We further investigated whether inhibition of GSK3β was essential for the tumour‐promoting functions of PPP1R14C in TNBC. As expected, ectopic expression of GSK3β substantially impaired the colony formation, invasion, and migration capacities of TNBC cells with upregulated PPP1R14C (Figure 5H and Figure S3B). In contrast, depletion of GSK3β rescued the aggressiveness in PPP1R14C‐silencing TNBC cells (Figure 5I and Figure S3C). The above data indicated that GSK3β was indeed a potent downstream effector of PPP1R14C.

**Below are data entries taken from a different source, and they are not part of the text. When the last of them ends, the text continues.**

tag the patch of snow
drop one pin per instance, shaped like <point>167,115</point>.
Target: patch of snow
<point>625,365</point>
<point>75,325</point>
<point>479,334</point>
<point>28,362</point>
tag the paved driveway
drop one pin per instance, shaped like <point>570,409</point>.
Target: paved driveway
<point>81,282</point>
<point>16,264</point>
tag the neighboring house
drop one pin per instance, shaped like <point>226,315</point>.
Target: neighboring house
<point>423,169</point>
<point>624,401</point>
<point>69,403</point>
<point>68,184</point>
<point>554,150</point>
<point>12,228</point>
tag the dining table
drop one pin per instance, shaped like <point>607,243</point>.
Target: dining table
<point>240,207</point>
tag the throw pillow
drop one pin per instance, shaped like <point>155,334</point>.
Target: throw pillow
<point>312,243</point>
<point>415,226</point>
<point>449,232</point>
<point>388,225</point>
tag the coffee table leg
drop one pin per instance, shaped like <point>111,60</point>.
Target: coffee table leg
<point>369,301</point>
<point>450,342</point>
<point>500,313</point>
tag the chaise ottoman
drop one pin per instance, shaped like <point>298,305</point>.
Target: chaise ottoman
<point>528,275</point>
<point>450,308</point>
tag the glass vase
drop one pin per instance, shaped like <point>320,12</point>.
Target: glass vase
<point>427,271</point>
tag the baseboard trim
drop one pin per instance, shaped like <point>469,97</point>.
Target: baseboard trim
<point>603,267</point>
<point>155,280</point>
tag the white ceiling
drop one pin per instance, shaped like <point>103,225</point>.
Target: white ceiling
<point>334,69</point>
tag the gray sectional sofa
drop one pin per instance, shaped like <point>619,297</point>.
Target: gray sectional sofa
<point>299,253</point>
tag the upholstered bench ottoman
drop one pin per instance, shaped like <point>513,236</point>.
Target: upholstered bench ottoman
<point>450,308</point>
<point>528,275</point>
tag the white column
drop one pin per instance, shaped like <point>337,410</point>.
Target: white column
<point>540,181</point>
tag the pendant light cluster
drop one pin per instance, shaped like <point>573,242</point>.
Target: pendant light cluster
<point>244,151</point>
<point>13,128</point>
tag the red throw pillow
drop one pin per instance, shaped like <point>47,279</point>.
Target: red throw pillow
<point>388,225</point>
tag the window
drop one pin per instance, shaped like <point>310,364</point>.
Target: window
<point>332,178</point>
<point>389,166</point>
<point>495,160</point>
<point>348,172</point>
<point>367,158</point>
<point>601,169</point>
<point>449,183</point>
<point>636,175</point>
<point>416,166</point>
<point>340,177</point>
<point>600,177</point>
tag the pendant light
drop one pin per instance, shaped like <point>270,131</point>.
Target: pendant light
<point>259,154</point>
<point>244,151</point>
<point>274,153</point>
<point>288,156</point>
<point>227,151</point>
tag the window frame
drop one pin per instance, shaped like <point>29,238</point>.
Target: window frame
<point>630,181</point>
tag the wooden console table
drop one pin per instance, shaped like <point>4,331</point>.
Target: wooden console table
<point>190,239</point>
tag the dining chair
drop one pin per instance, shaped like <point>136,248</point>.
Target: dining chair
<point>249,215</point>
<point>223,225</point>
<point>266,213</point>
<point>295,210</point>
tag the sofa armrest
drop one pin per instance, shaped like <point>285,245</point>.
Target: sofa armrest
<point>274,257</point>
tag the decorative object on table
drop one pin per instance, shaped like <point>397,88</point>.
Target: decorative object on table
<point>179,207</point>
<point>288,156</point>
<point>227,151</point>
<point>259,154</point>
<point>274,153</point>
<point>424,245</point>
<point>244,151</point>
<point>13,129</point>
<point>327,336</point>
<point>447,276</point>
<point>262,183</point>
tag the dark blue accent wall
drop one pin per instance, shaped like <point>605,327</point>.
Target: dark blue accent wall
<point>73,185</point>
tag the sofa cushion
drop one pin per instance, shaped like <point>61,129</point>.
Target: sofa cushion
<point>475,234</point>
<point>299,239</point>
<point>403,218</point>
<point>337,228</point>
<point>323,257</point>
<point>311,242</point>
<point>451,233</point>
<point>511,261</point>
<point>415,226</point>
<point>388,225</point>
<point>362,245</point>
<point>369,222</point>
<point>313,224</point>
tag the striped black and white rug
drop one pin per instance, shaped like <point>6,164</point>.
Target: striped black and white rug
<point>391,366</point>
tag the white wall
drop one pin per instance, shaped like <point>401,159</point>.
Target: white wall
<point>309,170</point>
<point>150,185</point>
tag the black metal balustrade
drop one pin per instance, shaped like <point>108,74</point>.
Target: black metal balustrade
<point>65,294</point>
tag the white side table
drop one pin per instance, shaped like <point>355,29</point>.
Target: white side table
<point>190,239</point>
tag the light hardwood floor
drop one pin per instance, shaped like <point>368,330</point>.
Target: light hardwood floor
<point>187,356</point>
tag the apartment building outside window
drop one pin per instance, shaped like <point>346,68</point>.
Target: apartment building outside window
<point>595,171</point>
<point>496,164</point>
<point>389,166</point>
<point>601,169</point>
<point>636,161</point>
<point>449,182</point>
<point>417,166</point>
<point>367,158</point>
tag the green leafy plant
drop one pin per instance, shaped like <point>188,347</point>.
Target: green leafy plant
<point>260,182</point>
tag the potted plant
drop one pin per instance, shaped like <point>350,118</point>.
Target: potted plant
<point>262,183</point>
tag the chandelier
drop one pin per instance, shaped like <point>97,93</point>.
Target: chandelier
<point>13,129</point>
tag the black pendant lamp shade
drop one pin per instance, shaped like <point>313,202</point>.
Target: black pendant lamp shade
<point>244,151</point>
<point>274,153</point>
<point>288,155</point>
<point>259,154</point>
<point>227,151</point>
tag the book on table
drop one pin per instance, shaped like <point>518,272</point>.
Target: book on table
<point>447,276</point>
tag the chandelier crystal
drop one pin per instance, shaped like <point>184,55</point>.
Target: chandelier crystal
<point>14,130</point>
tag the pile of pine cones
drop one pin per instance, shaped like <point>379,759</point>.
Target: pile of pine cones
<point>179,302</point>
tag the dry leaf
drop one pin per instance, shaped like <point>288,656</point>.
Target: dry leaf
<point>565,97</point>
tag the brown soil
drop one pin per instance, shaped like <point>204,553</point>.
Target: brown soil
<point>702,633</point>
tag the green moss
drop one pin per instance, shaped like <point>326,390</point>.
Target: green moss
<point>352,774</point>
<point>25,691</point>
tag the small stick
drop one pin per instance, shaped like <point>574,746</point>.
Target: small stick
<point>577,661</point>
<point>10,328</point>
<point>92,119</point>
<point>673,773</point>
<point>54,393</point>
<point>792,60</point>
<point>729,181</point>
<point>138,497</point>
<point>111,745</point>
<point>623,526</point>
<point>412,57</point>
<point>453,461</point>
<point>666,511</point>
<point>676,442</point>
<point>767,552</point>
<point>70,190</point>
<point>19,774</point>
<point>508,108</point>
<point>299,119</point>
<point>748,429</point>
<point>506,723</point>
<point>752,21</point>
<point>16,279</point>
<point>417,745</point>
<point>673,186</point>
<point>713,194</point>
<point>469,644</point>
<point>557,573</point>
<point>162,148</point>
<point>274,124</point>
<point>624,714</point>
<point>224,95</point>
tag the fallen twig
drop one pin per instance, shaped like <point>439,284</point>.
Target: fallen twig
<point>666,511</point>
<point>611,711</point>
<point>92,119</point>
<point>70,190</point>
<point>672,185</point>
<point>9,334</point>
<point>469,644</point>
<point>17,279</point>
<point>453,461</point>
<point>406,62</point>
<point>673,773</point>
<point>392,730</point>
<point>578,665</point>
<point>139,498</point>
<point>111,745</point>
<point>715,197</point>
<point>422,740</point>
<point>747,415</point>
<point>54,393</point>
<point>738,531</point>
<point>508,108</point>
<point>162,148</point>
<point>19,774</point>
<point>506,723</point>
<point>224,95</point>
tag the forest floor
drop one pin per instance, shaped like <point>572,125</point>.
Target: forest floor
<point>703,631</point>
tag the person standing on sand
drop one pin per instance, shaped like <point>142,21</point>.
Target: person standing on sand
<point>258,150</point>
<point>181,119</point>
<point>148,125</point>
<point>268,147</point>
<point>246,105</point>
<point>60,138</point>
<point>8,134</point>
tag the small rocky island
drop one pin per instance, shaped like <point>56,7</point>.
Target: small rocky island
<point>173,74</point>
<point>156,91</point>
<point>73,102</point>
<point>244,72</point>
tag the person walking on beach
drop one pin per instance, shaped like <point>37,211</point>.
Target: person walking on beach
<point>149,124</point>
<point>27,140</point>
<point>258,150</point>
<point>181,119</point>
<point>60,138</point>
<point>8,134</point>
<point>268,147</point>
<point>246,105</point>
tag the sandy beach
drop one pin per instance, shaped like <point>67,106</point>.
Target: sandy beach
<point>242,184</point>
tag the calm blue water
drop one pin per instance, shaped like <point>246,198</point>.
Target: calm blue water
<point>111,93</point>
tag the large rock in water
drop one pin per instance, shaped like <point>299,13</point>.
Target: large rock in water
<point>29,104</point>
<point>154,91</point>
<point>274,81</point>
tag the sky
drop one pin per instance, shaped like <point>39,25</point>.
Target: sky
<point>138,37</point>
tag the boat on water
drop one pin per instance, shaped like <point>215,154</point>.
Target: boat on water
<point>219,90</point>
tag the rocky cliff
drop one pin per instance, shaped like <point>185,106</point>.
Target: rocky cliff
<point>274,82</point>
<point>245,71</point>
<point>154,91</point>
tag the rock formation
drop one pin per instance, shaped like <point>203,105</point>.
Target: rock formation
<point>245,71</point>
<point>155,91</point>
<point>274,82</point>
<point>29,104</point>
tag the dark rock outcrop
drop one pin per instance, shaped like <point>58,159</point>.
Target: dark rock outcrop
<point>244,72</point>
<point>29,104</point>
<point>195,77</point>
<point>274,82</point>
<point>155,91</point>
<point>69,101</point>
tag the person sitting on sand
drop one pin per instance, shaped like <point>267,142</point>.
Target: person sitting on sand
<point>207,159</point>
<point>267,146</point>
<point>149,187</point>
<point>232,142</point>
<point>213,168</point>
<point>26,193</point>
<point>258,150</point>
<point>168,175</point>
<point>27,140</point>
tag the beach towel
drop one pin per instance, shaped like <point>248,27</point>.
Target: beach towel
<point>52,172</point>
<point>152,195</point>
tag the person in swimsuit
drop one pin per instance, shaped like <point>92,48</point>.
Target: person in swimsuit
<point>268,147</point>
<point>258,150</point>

PRKCI is an upstream regulator of PPP1R14C

Previous studies showed that phosphorylation of PPP1R14C was mainly dependent on protein kinase C (PKC). To identify which PKC family member might regulate PPP1R14C in TNBC, we analysed PKC genes expression in the TCGA breast cancer dataset. Notably, we found that, among the PKC members, PRKCI was expressed abundantly and significantly increased in TNBC compared to normal tissues and non‐TNBC (Figure S4A). Strikingly, our western blotting analysis showed that PRKCI was specifically upregulated in TNBC cell lines (Figure 6A), suggesting that PRKCI might be the select PKC for PPP1R14C activation. Indeed, the PP1 activity was reduced in PRKCI‐overexpressing cells and could be rescued by silencing PPP1R14C. In contrast, silencing PRKCI significantly increased PP1 activities in TNBC cells (Figure 6B). Subsequently, depletion of PRKCI remarkably reduced Thr73 phosphorylation of PPP1R14C and Ser9 phosphorylation of GSK3β (Figure 6C). These findings indicated that PRKCI regulated the phosphorylation and activity of PPP1R14C in TNBC. Nevertheless, we speculated that there might be other kinase contributing to the phosphorylation of PPP1R14C, which remained to be investigated in the future.

FIGURE 6

PRKCI is an upstream regulator of PPP1R14C. (A) Western blotting analysis of PRKCI expression in human breast cancer cell lines. GAPDH was used as a loading control. (B) The phosphatase activity of PP1 was measured by detecting its product, free Pi, in the indicated triple‐negative breast cancer (TNBC) cells. (C) TNBC cells transfected with or without shPRKCI were subjected to IP assays with an anti‐PPP1R14C antibody followed by western blotting with anti‐Phospho‐Thr and anti‐p‐GSK3β (Ser9) antibodies. (D–H) MTT (D), colony formation (E), anchorage‐independent growth (F), transwell (G), and wound healing (H) assays were performed in scramble, shPRKCI#1, and shPRKCI#2 cell lines. A two‐tailed Student's t‐test was used. Immunoblots were representative of three biological replicates.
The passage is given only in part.